What would the advantages of YAML schema be? Numerous:
  • Validation: Validate that a YAML file conforms to your expectations before loading it
  • Default values: The possibility to provide default values for missing parts of the YAML, making convention over configuration even more powerful. With reasonable defaults most YAML documents could shrink dramatically in size.
  • Tool help: GUI builders and other tools would be able to help you construct your YAML-file from scratch. I like being able to auto-complete XML with nXML in Emacs. Very neat. I just wish I had that capability with yaml-mode too.
  • Loading hints and instructions: A schema could specify that the key named 'foo' always has a value with the tag !ruby/object:Gem::Specification or that all integer values should be decimal, regardless of leading zeroes.
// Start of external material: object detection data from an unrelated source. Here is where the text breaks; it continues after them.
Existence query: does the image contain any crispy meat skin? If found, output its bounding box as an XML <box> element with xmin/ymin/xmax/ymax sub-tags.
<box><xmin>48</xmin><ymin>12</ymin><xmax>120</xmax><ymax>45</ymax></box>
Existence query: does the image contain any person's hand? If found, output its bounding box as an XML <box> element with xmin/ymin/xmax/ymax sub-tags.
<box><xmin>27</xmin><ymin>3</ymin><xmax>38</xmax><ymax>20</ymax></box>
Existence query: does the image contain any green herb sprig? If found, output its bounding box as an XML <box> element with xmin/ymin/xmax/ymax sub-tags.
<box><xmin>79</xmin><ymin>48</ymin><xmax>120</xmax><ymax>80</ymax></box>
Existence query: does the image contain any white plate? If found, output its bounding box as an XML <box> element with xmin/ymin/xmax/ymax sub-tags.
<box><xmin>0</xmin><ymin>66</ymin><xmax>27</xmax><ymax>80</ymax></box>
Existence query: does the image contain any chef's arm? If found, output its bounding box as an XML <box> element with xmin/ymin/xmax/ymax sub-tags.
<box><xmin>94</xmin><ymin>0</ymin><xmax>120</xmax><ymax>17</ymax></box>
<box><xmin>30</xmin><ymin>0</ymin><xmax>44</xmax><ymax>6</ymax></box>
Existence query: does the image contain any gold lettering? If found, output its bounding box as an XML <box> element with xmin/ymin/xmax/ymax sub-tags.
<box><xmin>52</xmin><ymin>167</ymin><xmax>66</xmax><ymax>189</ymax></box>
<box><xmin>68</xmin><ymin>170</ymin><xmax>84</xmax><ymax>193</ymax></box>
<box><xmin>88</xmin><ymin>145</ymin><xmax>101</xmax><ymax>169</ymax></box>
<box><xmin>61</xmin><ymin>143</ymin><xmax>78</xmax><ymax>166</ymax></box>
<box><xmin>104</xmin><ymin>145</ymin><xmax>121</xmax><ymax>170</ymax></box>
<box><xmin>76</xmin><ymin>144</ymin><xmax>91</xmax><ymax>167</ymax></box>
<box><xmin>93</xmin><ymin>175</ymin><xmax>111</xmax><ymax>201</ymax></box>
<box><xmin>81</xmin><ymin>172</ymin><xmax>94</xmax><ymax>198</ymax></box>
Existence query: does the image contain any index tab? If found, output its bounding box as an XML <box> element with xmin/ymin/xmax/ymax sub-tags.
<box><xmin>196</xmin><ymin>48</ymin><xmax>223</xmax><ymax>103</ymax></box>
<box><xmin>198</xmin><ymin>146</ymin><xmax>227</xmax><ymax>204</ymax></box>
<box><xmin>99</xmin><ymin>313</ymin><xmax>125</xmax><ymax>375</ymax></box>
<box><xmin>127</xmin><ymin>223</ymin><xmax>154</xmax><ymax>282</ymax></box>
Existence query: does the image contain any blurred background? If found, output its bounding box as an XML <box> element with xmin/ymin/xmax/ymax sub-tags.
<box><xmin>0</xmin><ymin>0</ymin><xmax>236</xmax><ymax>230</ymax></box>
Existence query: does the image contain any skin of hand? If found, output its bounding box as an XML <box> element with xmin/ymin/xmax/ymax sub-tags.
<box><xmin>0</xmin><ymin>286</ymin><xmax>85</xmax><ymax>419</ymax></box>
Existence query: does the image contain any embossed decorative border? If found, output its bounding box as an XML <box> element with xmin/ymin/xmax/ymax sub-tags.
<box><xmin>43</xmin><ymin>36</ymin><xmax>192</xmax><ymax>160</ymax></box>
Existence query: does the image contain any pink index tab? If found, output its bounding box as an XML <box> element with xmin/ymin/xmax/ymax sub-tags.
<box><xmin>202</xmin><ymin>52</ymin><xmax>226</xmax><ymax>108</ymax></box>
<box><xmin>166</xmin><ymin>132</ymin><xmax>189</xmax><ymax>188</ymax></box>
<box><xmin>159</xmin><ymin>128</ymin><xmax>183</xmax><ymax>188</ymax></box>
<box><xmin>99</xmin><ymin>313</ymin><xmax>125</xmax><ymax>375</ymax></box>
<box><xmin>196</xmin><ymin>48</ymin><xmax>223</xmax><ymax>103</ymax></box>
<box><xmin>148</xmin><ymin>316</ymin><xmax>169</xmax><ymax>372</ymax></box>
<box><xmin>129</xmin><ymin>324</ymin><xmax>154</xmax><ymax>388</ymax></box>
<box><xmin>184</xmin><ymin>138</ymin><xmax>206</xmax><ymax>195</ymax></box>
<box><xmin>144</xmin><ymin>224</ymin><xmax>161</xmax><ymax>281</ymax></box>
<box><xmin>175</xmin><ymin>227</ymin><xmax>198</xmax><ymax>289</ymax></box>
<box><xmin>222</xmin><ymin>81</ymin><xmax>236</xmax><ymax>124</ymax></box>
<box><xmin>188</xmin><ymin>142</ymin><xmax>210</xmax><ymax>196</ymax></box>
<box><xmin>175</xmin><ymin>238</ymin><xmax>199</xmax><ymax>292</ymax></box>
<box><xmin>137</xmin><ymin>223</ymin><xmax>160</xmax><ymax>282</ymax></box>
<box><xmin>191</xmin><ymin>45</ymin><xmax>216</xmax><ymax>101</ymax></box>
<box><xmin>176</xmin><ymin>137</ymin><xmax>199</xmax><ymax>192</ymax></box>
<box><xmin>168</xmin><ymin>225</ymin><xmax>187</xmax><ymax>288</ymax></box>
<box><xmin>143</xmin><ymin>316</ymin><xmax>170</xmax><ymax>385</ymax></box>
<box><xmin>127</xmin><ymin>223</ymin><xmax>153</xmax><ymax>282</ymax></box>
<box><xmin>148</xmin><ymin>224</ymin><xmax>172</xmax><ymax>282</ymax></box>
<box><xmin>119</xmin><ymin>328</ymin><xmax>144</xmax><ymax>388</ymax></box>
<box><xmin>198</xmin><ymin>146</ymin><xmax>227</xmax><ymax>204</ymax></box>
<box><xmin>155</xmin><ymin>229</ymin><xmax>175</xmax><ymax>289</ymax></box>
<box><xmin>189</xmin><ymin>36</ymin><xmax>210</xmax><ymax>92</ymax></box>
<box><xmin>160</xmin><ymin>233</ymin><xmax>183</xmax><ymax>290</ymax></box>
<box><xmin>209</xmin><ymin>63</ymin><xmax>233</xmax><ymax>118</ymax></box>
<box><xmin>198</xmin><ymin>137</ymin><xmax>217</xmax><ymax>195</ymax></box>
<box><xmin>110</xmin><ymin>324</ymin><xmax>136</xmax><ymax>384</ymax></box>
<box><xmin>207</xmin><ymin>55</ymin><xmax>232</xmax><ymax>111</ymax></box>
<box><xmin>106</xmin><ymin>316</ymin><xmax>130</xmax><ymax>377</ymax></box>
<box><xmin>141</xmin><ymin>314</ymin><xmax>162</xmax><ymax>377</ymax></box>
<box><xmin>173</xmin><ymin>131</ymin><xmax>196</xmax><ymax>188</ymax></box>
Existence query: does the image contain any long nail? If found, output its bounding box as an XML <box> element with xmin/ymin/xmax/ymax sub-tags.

Many instructions that you at this point need to customize your YAML system to achieve would be automatic.
  • Remove clutter from YAML-file: If the schema defines the tags for values, it means that this information doesn't need to appear in the YAML file itself, reducing clutter and noise. This would make it even easier to edit YAML files by hand.
A YAML schema format should be specified in YAML, and it should be self hosting (meaning it's format language should be definable in itself). For most parts it seems we can use ideas from XML Schema. The only part I'm not really sure about for YAML schema is how to bind a document to a schema. Maybe the best way would just be to add a new directive that specifies the schema for that document. I don't believe that YAML needs different schema for different parts of documents right now, though. I don't think we need the proliferation of schema metadata inside the YAML document that XML experiences. (Anyone tried to manually work with a WSDL-file which includes all requires namespaces and such? Nightmare!)

There are a few different parts needed for this to work. I believe it could be done with the current YAML spec (and retrofitted on YAML 1.0 too), since the only real change to the document would be a new directive in the stream header. The next step is that someone starts defining a format for schema. Then, a tool would be needed that could validate against schema. This wouldn't reap us all benefits of schema, but it's a start. The final step would be to integrate schema support in existing YAML libraries, to allow validation and using schema for metadata information.

Actually, this solves exactly half the problem, the part of the problem I call the external validation. The other part is not YAML specific, and it's something I've been thinking about for Ruby. This regards validation of object hierarchies in the current language. Expect some more info on this in one or few days. I want to have something usable to release. But I believe the Ducktator will be really useful for certain use cases.